At the pre-service level, a growing body of evidence suggests that the use of these kinds of performance-based assessments can focus preparation programs on helping candidates attain important teaching abilities (Tracz et al., 1994; Wilson, Darling-Hammond, & Berry, 2001; Pecheone & Chung, 2005). Boyd et al. (2006) assert that teachers who engage in coursework activities that are closely related to the practices they would engage in as new teachers were more likely to be effective in their first year. Engagement in authentic tasks of teaching applied to subject-specific standards and the context of real students creates an experience in which serious discourse about teaching can occur that can guide candidate development and program improvement.

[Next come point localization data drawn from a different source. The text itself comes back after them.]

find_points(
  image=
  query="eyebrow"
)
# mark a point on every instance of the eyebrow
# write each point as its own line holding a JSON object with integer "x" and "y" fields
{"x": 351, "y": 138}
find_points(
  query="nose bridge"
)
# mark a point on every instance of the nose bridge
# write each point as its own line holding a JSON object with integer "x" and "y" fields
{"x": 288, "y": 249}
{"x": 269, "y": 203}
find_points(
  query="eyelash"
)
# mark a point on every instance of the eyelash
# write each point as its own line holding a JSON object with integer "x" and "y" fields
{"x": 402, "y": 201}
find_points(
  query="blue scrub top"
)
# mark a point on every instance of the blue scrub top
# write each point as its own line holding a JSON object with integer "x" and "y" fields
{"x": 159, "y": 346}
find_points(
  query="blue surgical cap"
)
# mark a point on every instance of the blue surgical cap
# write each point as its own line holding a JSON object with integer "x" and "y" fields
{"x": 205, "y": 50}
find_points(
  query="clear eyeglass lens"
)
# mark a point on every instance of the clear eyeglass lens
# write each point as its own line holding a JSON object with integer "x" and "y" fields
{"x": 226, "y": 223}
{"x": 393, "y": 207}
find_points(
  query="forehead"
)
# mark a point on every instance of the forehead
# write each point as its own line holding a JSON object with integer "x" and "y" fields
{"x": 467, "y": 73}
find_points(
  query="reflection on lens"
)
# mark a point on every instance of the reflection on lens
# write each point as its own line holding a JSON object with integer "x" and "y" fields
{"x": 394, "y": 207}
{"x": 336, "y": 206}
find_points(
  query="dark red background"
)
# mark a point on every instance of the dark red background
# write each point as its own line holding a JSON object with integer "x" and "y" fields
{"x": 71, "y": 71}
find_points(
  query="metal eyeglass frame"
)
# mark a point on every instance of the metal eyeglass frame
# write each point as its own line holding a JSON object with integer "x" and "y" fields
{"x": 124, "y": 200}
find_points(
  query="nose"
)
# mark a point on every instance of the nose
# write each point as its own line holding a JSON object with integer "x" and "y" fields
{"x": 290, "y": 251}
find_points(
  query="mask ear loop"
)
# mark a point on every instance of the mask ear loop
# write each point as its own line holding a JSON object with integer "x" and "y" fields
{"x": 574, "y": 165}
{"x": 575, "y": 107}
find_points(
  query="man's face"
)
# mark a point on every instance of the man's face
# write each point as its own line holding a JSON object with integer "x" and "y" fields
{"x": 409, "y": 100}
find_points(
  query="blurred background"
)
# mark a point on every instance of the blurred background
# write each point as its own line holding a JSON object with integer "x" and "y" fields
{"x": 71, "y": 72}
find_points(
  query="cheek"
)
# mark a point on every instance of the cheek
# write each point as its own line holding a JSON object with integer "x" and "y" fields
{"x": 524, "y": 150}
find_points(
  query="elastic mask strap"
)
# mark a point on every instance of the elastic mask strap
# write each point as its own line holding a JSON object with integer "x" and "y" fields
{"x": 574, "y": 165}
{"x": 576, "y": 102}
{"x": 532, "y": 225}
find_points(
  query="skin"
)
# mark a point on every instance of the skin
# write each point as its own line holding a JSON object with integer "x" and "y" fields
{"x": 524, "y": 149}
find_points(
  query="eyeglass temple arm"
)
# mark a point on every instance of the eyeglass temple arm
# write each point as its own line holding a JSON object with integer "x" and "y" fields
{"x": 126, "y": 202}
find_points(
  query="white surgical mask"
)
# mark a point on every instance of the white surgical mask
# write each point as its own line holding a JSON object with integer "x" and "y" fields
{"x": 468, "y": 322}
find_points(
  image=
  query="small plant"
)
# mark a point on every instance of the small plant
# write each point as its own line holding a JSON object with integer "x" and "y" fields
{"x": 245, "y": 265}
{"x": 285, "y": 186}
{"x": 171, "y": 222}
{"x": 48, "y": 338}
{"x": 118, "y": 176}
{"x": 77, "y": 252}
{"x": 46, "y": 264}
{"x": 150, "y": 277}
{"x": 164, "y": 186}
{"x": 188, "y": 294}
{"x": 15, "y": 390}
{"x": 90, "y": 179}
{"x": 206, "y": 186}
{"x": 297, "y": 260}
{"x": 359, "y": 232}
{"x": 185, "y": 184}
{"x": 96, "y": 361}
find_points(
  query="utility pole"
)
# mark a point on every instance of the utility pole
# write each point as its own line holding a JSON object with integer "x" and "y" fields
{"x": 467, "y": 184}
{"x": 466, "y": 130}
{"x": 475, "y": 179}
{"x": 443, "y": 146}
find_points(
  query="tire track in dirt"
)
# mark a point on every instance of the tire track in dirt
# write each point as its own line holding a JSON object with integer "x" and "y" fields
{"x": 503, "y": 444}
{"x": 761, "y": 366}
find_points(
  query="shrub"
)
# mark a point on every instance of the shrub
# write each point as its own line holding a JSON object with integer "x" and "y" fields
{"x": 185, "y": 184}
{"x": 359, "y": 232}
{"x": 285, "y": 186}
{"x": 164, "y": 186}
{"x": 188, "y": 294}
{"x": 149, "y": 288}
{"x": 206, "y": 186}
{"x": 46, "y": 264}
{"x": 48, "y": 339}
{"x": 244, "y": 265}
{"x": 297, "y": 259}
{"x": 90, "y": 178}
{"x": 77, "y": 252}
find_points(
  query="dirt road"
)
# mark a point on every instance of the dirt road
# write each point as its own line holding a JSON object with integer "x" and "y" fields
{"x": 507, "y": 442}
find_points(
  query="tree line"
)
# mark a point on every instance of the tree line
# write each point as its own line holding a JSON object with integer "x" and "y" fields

SCALE recruits leading subject-specific experts to advise the assessment’s Design Team, building subject-specific elements into the design of the assessment and the rubrics used to assess a candidate’s performance.
Teaching Content Standards
Simultaneously, SCALE assessments assess candidate proficiency on state or nationally validated teaching standards. Assessment tasks and rubrics are aligned to state teaching standards. In the design of the Teacher Performance Assessment Consortium assessment, a common assessment for use in teacher licensing decisions across 20 states, SCALE looked to existing common standards. SCALE used the current Interstate New Teacher Assessment and Support Consortium (INTASC) standards along with anticipated revisions to the standards in the development of the Teacher Performance Assessment Consortium (TPAC) assessment. Alignment analyses described below, comparing the INTASC model standards to state teaching standards, showed considerable overlap. The INTASC Model Core Standards for Beginning Teacher Licensing, Assessment and Development, released in 1992, are used by 38 states.
Alignment of State Standards with the INTASC Standards
State education agencies and preparation programs participating in the TPAC planning grant were asked to recruit representatives to complete two analyses: 1) provide a mapping of the overlap between the INTASC model standards and the state teaching standards; and 2) perform an analysis of the degree of alignment between the teaching emphases in the state student content standards and/or curriculum frameworks for each subject area with the PACT Teaching Event.
Comparisons of the INTASC standards and state standards were completed by one or more institutions in seven states. While two states had essentially adopted the INTASC standards, perhaps with some minor modification, the standards in the five other states that submitted comparisons had at least some overlap with all of the INTASC standards. Key parts of each state’s standards that did not share overlap with the INTASC standards were also identified. The working assumption is that if the TPAC assessment is aligned with the current INTASC standards plus areas expected to be added in the current revision of the INTASC standards, it will be at least moderately aligned with teaching standards in these states.
The alignment analyses contributed to the design of the performance standards and scoring criteria (rubrics) by the TPAC Design Team.
Boyd, D., Grossman, P., Lankford, H., Loeb, S., & Wyckoff, J. (2006). How changes in entry requirements alter the teacher workforce and affect student achievement. Education Finance and Policy, 1(2), 176-216.
Pecheone, R. & Chung, R. (2006) Evidence in teacher education: The Performance Assessment for California Teachers. Journal of Teacher Education, 57 (1), 22-36.
Tracz, S.M., Sienty, S., and Mata, S. (1994, February). The self-reflection of teachers compiling portfolios for national certification: Work in progress. Paper presented at the annual meeting of the American Association of Colleges of Teacher Education, Chicago.
Wilson, S., Darling-Hammond, L., & Berry, B. (2001). A case of successful teaching policy: Connecticut’s long-term efforts to improve teaching and learning. Seattle: Center for the Study of Teaching and Policy, University of Washington.